Elle, c’est Julie. Elle est directrice marketing d’un groupe automobile régional. Pour le lancement de trois véhicules, elle souhaite une campagne de pub différente. Grâce au site web de son entreprise, et grâce à leur newsletter, Julie a acquis de la data sur ses clients et prospects. Elle aimerait profiter de ces données pour personnaliser son offre, tant sur le fond que sur la forme.

Julie sait qu’elle peut compter sur son prestataire TAGG INFORMATIQUE pour l’accompagner et réaliser sa compagne. Grâce à son agence de communication, Julie crée un message, des textes, des visuels et une offre commerciale percutants. Des allers et retours entre Julie, l’agence de com et TAGG sont réalisés dans une démarche de conseil et d’accompagnement. Les aspects légaux, RGPD, de sécurité et environnementaux sont également validés.

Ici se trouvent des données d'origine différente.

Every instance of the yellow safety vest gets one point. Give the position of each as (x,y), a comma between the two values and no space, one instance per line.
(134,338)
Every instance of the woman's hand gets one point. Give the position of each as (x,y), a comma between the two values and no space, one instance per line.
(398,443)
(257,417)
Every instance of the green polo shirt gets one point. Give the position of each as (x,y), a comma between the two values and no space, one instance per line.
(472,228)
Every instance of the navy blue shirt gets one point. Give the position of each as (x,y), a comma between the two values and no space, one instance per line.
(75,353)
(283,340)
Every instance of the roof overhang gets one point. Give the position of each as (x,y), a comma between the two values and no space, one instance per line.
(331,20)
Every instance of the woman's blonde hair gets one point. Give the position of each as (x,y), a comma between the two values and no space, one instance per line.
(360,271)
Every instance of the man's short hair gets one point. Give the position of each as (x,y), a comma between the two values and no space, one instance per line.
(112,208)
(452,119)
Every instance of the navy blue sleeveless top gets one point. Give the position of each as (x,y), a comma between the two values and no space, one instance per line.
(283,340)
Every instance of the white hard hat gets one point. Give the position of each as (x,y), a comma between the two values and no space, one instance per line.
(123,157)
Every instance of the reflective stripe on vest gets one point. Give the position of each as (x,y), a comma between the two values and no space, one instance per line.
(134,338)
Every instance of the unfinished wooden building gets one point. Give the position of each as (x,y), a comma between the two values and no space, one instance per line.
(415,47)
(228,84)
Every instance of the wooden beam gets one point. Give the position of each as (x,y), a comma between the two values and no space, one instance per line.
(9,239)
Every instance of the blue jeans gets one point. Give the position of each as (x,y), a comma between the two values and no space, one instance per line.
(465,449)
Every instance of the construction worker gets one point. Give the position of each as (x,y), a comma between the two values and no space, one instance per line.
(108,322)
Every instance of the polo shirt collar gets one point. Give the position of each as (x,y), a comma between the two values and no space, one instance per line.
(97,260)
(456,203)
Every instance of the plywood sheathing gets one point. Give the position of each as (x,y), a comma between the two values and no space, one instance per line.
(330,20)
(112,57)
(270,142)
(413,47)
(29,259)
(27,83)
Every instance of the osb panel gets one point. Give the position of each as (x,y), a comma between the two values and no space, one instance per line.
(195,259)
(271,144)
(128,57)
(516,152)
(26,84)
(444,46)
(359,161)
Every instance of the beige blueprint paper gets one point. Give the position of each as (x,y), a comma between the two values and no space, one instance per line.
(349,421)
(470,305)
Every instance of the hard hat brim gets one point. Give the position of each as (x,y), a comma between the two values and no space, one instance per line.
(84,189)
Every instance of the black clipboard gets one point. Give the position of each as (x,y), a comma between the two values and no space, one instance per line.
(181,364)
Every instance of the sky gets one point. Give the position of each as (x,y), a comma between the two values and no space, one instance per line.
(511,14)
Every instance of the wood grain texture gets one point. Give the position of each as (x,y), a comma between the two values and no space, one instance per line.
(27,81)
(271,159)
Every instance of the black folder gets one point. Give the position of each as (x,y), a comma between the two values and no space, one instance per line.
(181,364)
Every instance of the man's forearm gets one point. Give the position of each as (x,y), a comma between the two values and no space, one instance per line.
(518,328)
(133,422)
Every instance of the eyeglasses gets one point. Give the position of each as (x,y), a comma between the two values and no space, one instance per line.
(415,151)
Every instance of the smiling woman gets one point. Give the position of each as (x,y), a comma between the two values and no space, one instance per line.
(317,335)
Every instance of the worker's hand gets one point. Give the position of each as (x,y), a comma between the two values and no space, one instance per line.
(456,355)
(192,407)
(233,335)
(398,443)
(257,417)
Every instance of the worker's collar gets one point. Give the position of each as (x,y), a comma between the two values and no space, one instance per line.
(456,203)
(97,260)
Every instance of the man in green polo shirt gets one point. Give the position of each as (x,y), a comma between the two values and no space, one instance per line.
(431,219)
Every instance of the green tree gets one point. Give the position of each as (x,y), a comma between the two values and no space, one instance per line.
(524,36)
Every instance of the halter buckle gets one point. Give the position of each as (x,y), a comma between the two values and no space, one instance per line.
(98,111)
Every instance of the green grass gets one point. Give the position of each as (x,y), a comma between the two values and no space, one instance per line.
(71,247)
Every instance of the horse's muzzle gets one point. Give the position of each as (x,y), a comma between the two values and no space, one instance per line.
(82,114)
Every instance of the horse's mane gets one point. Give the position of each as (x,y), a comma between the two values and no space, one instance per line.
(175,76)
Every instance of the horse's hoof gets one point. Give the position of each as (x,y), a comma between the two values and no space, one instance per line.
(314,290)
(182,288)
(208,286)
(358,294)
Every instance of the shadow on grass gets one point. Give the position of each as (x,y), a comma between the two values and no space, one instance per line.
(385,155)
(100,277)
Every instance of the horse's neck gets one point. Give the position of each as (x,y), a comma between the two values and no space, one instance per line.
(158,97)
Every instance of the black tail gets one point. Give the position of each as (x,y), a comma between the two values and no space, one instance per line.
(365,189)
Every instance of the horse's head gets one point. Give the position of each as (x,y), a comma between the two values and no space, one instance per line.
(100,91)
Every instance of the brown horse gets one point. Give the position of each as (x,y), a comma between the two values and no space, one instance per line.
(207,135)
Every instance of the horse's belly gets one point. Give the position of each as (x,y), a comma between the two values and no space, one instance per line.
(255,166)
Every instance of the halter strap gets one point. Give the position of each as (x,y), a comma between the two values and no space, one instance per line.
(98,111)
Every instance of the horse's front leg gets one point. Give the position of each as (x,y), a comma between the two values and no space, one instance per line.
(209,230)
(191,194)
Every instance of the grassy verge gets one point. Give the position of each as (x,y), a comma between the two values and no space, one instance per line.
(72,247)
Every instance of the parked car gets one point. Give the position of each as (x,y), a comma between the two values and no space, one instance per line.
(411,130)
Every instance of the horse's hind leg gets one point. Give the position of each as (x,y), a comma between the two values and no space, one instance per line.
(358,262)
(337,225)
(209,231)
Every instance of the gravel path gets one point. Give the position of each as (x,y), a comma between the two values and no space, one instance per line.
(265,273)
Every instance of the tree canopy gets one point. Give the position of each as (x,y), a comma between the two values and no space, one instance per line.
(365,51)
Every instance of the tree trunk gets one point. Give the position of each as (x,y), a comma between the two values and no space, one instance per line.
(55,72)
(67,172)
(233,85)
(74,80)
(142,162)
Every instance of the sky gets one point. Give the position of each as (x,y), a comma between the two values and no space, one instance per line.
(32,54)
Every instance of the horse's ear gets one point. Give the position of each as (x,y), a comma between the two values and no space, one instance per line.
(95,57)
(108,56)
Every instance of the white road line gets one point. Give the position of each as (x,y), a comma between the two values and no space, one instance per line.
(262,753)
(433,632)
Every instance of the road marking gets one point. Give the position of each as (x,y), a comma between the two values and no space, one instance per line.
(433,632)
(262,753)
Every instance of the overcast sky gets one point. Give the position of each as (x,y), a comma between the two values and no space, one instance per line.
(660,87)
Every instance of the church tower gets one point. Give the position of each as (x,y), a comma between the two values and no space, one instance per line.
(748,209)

La date approche, Julie stresse un peu, mais elle est rassurée car ensemble, avec TAGG, ils procèdent à la planification de la campagne. Vient le temps de la production de la campagne de pub de Julie, puis vient le routage, la mise sous pli, l’optimisation postale, la logistique.

C’est le grand jour pour Julie. Le jour J, une client finale, jeune, Astrid, reçoit un e-mail personnalisé. Le même jour un autre client, Jacques, reçoit un courrier papier personnalisé. Et la famille Durand reçoit elle aussi un courrier et un catalogue personnalisés. Deux jours après, les trois clients finaux reçoivent un SMS personnalisé.

Le samedi suivant, à la concession automobile, on retrouve Astrid, Jacques, et la famille Durand venus essayer leurs véhicules, et Julie est ravie.